This article is more than 1 year old

1,000 devs raid iPadded code kit

Jobsian slipstream

A day before Steve Jobs uncloaked the Apple iPad - a tablet that doesn't multitask - Appcelerator told the world that its Titanium web-code-meets-local-app development kit would embrace the long-awaited Apple device. In the two days since, over 1,000 developers have downloaded the kit and registered to use it.

Prior to the Jobsian launch, Appcelerator conducted a poll of its existing developers indicating that 90 per cent intended to build an app for the iPad within the coming year.
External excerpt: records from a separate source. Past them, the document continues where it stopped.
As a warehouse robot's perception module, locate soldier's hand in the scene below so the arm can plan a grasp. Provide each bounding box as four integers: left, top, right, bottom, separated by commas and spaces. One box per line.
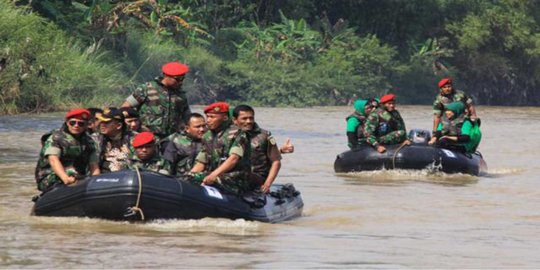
62, 176, 77, 185
261, 183, 270, 193
201, 174, 217, 185
279, 138, 294, 154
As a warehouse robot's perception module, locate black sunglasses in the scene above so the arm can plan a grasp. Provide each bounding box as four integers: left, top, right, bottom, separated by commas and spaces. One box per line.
68, 120, 86, 127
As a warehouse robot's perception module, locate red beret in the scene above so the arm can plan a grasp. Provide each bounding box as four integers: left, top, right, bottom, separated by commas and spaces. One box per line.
133, 131, 154, 147
161, 62, 189, 76
65, 108, 90, 120
204, 102, 229, 113
381, 94, 396, 103
439, 78, 452, 88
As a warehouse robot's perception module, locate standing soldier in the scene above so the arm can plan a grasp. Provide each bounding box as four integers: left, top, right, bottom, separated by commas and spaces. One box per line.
191, 102, 251, 195
233, 105, 294, 193
346, 99, 377, 149
164, 113, 206, 175
122, 62, 191, 139
365, 94, 410, 153
35, 109, 100, 192
433, 78, 477, 134
128, 131, 171, 175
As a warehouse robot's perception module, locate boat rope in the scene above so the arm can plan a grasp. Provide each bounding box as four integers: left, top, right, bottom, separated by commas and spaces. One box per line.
129, 166, 144, 220
392, 140, 407, 169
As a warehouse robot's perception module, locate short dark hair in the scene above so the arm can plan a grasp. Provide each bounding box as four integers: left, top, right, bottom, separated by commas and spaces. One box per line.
233, 104, 255, 118
186, 113, 204, 126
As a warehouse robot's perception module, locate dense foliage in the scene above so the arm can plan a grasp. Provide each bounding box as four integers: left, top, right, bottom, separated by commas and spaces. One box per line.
0, 0, 540, 114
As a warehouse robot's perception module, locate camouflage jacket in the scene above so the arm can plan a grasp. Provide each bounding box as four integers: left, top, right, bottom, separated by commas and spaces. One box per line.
35, 124, 98, 190
127, 78, 191, 138
364, 108, 407, 147
94, 131, 135, 173
345, 111, 367, 143
439, 114, 466, 136
433, 90, 473, 116
247, 123, 281, 178
196, 121, 251, 173
164, 132, 202, 175
128, 151, 171, 175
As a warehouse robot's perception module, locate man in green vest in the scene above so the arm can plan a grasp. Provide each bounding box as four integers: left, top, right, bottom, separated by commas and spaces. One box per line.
122, 62, 191, 139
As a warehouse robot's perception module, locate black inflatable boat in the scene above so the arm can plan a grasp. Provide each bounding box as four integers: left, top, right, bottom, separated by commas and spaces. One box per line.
33, 171, 304, 223
334, 129, 487, 175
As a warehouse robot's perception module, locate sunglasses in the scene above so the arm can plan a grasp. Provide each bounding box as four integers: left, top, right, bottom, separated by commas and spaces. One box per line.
173, 76, 185, 82
68, 120, 87, 127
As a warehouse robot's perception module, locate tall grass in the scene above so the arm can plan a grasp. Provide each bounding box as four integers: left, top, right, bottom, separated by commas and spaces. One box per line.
0, 0, 128, 114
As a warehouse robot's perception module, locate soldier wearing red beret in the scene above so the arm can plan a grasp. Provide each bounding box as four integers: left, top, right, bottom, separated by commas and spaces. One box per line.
364, 94, 410, 153
128, 131, 171, 175
191, 102, 251, 194
35, 109, 100, 192
122, 62, 191, 138
433, 78, 477, 134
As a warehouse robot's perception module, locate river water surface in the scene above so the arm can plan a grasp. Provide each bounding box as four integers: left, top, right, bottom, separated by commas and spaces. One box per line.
0, 105, 540, 269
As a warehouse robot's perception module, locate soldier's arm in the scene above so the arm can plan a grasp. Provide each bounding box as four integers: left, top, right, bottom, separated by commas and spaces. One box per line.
203, 154, 242, 185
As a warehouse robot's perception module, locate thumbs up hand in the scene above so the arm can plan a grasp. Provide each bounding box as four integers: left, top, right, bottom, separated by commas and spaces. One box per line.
279, 138, 294, 154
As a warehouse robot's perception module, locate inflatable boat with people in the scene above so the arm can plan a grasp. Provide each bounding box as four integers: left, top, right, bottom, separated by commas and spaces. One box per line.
33, 170, 304, 223
334, 129, 487, 176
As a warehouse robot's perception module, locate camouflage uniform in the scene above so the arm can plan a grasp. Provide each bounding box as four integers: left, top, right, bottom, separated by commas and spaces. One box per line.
345, 111, 367, 148
35, 124, 98, 191
248, 123, 281, 181
127, 151, 171, 175
193, 121, 251, 194
164, 132, 202, 175
364, 108, 407, 147
433, 90, 473, 116
93, 131, 135, 173
126, 78, 191, 138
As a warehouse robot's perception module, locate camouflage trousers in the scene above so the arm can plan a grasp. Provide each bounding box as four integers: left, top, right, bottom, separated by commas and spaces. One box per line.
37, 169, 78, 192
377, 130, 407, 145
186, 172, 251, 195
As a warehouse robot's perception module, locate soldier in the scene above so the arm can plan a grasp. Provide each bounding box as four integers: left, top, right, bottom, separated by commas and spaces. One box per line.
346, 99, 378, 149
95, 108, 134, 172
86, 108, 103, 135
128, 131, 171, 175
122, 62, 191, 139
164, 113, 207, 175
429, 101, 482, 153
120, 108, 142, 133
191, 102, 251, 195
433, 78, 477, 134
364, 94, 410, 153
233, 105, 281, 193
35, 109, 100, 192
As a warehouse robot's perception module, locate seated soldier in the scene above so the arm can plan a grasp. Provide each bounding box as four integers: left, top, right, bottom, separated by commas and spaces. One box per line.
364, 94, 410, 153
128, 131, 171, 175
163, 113, 207, 175
120, 107, 142, 133
191, 102, 251, 195
95, 108, 134, 173
346, 99, 377, 149
429, 101, 482, 153
35, 109, 100, 192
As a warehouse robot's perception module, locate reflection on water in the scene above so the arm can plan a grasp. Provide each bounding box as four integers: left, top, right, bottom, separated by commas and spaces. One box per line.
0, 106, 540, 269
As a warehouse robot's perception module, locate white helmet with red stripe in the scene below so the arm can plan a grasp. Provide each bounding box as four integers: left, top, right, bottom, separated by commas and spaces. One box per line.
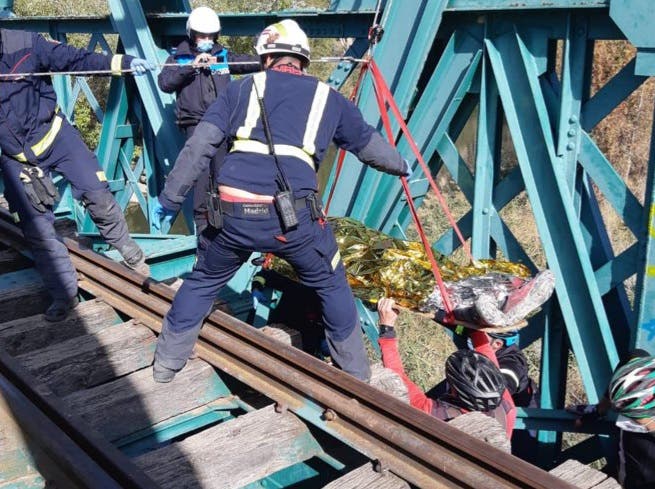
186, 7, 221, 37
255, 19, 309, 63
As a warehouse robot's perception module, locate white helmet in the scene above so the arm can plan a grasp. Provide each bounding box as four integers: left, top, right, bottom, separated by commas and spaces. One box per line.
186, 7, 221, 37
255, 19, 309, 63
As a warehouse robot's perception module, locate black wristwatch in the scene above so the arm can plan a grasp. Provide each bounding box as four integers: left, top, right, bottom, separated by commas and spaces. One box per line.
380, 324, 396, 338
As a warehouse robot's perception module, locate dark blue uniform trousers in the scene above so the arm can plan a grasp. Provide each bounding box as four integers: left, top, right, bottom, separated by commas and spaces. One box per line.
182, 126, 227, 260
155, 205, 370, 381
0, 120, 136, 300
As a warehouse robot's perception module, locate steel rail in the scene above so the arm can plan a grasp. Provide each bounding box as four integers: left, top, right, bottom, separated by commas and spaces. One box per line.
0, 213, 574, 489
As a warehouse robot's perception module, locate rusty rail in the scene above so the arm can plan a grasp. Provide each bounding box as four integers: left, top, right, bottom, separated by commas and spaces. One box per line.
0, 214, 574, 489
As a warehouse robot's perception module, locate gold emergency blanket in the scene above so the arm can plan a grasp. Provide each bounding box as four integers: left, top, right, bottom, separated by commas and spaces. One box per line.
271, 217, 530, 309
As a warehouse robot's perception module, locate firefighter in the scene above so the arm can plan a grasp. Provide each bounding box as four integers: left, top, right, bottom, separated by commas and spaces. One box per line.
153, 20, 409, 382
378, 297, 516, 439
158, 7, 260, 259
0, 29, 152, 321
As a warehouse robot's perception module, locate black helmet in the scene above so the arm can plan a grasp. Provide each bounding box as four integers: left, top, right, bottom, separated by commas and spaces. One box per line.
446, 350, 505, 411
487, 329, 519, 346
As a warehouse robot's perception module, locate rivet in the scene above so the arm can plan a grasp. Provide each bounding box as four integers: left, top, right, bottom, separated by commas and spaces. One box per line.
323, 409, 337, 421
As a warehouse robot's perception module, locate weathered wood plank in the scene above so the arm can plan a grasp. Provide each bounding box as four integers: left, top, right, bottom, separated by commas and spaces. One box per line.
0, 300, 117, 356
550, 459, 621, 489
65, 360, 226, 441
0, 249, 32, 273
0, 474, 46, 489
593, 477, 621, 489
369, 363, 409, 404
135, 406, 321, 489
323, 464, 409, 489
260, 323, 302, 350
448, 411, 512, 452
16, 321, 156, 396
0, 270, 52, 322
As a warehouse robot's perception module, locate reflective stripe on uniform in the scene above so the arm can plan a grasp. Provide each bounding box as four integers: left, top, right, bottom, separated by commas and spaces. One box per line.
230, 71, 330, 170
111, 54, 123, 76
237, 71, 266, 139
230, 139, 316, 170
330, 250, 341, 271
11, 107, 64, 163
302, 82, 330, 156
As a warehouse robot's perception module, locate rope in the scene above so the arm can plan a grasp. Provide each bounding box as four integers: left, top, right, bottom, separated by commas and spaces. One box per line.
370, 60, 474, 262
0, 56, 366, 80
370, 60, 455, 323
325, 63, 368, 214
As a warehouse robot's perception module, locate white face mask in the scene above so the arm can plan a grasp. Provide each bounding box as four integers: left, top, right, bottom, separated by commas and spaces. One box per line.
616, 414, 655, 433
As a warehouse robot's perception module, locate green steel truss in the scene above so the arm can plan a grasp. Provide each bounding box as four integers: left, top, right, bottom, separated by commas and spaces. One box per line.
0, 0, 655, 465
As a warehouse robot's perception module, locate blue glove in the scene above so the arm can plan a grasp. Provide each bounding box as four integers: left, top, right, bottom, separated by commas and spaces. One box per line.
130, 58, 155, 76
252, 289, 269, 309
152, 200, 177, 232
403, 158, 413, 178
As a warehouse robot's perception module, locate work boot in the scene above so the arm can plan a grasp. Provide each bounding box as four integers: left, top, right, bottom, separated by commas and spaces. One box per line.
43, 297, 80, 322
503, 270, 555, 324
152, 362, 177, 384
123, 247, 150, 277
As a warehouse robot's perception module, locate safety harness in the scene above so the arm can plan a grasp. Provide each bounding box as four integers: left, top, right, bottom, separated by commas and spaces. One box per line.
230, 71, 330, 171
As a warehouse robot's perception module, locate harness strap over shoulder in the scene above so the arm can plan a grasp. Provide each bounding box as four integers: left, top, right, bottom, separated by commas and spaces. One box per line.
230, 71, 330, 170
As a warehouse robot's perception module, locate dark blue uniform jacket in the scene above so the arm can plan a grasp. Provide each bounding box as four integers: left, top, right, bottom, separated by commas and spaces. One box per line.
159, 70, 405, 210
158, 39, 259, 127
0, 29, 133, 159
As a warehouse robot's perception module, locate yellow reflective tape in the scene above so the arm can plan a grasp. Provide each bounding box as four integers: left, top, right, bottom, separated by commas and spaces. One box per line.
302, 82, 330, 155
12, 107, 64, 163
111, 54, 123, 76
32, 115, 64, 156
230, 139, 316, 170
237, 71, 266, 139
330, 250, 341, 271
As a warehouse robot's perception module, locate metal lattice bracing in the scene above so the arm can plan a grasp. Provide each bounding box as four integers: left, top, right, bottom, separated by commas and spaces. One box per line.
0, 0, 655, 468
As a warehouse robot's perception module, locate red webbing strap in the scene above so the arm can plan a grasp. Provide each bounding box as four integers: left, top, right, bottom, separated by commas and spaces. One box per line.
371, 60, 455, 323
369, 59, 473, 261
325, 63, 368, 215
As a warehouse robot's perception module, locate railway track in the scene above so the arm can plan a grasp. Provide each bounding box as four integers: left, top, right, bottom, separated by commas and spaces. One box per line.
0, 213, 574, 489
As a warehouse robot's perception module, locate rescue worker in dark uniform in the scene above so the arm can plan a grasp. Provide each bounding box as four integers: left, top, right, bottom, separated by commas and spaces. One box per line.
158, 7, 260, 256
153, 20, 409, 382
378, 297, 516, 439
0, 29, 152, 321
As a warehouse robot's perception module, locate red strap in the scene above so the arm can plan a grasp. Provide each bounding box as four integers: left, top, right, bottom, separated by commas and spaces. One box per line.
370, 60, 456, 323
325, 63, 368, 215
369, 59, 473, 261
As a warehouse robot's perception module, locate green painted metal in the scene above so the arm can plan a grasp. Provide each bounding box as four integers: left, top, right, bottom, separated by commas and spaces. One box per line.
631, 114, 655, 353
486, 28, 618, 402
0, 0, 655, 468
610, 0, 655, 76
118, 399, 239, 457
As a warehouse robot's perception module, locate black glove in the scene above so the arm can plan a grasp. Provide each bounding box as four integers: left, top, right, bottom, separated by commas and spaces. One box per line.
20, 166, 59, 212
566, 404, 604, 428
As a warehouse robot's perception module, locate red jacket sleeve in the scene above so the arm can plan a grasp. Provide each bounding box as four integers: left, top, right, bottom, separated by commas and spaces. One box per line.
470, 331, 516, 438
378, 338, 432, 414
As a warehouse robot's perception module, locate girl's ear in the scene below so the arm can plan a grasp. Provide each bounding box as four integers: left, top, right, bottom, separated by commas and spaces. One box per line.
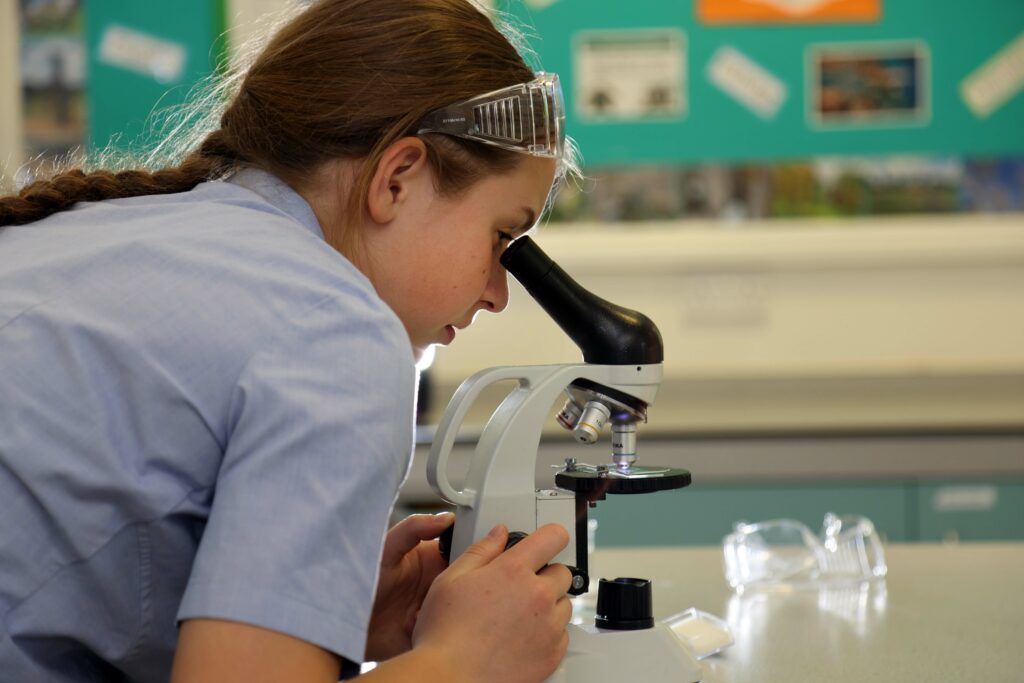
367, 137, 432, 224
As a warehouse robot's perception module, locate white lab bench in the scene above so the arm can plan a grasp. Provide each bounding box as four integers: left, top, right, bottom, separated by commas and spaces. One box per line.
592, 543, 1024, 683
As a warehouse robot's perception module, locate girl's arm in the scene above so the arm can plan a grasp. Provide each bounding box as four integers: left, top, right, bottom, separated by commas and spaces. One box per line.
171, 524, 572, 683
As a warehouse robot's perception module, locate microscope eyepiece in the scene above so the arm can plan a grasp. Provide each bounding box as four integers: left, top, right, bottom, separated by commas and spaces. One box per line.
501, 237, 665, 366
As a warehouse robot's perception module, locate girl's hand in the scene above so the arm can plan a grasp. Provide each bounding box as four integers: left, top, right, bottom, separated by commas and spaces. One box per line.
366, 512, 455, 661
413, 524, 572, 683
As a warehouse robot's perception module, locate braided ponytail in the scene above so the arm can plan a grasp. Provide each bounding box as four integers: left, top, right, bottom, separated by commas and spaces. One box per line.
0, 130, 240, 226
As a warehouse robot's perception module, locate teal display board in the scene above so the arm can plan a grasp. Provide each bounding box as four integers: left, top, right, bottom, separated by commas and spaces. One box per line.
85, 0, 224, 148
500, 0, 1024, 166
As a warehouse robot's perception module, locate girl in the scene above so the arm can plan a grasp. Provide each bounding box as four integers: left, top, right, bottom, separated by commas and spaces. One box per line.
0, 0, 571, 683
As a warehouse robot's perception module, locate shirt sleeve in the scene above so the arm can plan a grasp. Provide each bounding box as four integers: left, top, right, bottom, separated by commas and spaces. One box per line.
178, 292, 416, 661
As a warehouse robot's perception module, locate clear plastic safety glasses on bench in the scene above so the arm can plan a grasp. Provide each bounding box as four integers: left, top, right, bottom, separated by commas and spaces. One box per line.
722, 513, 886, 590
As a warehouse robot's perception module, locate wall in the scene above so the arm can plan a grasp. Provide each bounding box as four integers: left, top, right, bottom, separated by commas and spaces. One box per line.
0, 0, 25, 193
421, 215, 1024, 433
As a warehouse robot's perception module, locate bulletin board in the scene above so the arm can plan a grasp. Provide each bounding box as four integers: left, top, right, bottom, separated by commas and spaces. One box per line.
499, 0, 1024, 166
84, 0, 225, 148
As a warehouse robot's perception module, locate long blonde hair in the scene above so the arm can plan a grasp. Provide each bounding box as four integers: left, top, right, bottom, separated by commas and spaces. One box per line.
0, 0, 574, 244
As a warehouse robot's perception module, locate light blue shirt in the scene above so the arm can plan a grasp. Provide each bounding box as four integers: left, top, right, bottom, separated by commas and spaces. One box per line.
0, 169, 416, 681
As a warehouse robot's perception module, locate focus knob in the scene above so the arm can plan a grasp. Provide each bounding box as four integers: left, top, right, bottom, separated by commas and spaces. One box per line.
594, 578, 654, 631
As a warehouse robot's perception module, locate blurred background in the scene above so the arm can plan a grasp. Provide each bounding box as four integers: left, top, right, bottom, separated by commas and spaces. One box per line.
0, 0, 1024, 546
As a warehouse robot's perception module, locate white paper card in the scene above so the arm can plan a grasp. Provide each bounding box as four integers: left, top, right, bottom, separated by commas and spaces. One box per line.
573, 29, 686, 122
708, 45, 786, 119
961, 32, 1024, 119
99, 25, 186, 83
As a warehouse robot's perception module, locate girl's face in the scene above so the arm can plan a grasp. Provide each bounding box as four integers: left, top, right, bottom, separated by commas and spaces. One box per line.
360, 155, 555, 357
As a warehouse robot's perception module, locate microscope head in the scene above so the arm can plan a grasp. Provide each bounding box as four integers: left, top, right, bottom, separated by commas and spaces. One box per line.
501, 237, 665, 366
501, 237, 665, 472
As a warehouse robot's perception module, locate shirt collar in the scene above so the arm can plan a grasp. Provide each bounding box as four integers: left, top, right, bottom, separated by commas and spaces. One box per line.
227, 167, 324, 240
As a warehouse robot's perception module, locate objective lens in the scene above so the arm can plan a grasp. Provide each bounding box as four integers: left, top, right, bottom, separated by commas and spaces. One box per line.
572, 400, 611, 443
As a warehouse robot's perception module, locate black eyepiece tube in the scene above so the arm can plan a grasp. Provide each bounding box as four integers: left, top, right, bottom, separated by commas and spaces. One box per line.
501, 237, 665, 366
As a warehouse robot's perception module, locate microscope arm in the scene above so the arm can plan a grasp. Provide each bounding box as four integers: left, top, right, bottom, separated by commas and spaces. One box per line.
427, 364, 663, 568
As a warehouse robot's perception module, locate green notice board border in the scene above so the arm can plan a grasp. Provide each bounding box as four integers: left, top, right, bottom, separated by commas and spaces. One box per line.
499, 0, 1024, 166
85, 0, 226, 150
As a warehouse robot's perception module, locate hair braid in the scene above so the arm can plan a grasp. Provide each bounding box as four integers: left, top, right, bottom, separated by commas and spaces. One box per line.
0, 130, 241, 226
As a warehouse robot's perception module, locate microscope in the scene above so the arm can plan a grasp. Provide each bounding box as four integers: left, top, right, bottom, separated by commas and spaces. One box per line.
427, 237, 729, 683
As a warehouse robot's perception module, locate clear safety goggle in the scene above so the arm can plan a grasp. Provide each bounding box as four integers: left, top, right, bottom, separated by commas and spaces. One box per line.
417, 72, 565, 159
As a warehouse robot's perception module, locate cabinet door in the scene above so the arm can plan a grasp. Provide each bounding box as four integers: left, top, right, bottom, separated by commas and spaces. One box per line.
590, 481, 912, 547
916, 479, 1024, 541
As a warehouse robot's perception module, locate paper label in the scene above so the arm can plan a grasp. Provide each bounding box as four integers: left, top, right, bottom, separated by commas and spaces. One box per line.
573, 29, 686, 122
961, 32, 1024, 119
99, 25, 186, 83
708, 45, 786, 119
932, 485, 999, 512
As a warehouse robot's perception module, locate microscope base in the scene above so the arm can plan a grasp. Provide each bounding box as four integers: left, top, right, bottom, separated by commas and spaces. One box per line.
545, 623, 702, 683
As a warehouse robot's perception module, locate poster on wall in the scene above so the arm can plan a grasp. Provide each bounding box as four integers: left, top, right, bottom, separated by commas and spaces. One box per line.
696, 0, 882, 25
572, 29, 687, 123
807, 41, 931, 128
18, 0, 86, 175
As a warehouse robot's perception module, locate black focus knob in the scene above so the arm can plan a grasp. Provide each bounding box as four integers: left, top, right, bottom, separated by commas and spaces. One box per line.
594, 578, 654, 631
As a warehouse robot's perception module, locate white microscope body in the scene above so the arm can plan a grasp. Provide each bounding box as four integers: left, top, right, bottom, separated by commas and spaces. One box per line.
427, 238, 720, 683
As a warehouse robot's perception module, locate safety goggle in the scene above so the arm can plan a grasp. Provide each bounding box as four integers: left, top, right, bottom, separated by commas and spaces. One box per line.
417, 72, 565, 159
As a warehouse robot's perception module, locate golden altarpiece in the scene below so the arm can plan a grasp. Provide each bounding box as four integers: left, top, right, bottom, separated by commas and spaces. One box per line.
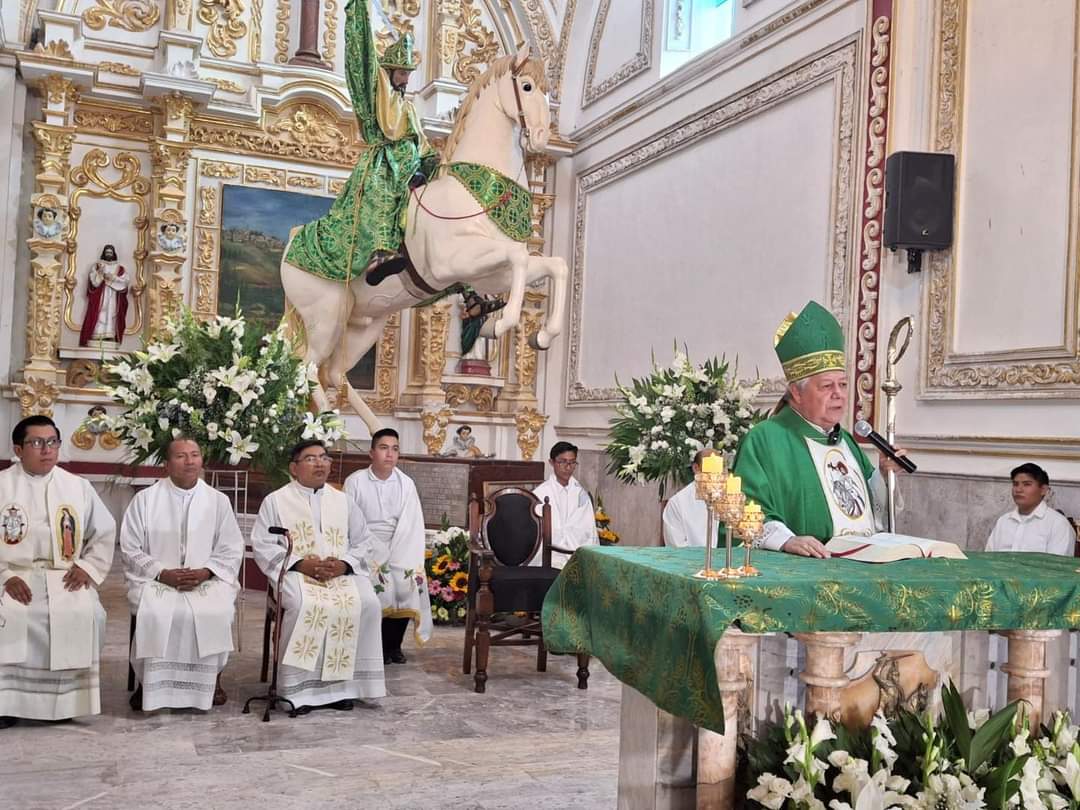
5, 0, 570, 461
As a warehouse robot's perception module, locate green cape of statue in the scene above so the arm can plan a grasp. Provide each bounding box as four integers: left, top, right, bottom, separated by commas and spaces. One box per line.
734, 407, 874, 540
285, 0, 438, 281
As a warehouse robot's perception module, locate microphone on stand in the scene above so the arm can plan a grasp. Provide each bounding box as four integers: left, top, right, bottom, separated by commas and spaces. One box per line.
854, 419, 918, 472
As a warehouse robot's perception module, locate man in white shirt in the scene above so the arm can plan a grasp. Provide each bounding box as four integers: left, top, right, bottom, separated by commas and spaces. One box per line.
663, 447, 716, 549
531, 442, 599, 568
0, 416, 117, 728
252, 441, 387, 714
345, 428, 432, 664
986, 462, 1077, 557
120, 436, 244, 712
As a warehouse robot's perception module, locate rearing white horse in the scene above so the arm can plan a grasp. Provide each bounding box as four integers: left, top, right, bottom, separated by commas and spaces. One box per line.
281, 45, 568, 432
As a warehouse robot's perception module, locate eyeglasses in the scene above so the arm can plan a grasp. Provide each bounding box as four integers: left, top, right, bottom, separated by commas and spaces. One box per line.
23, 438, 60, 450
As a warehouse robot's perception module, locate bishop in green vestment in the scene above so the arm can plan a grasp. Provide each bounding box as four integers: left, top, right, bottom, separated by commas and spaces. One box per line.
286, 0, 438, 284
734, 301, 899, 557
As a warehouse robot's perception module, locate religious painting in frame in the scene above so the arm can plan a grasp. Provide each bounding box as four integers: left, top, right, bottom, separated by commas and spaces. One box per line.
217, 185, 377, 391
Of the 554 developers polled, 58 per cent said they were "very interested" in building for the iPad, which put the new device behind only the iPhone and Google's Android platform.

Yesterday, Apple released a beta version of its iPhone SDK that supports the iPad, but the new device will also run existing apps built for Apple's iPhone and iPod touch.

Titanium offers myriad desktop and mobile APIs accessible from common web languages, including JavaScript, Python, Ruby on Rails, html, and CSS. Currently, you can use such languages to build native runtimes for Windows, Linux, and Mac desktops and notebooks; iPhones; and Android handsets. And Appcelerator now says that in February, it will offer new APIs for the iPad.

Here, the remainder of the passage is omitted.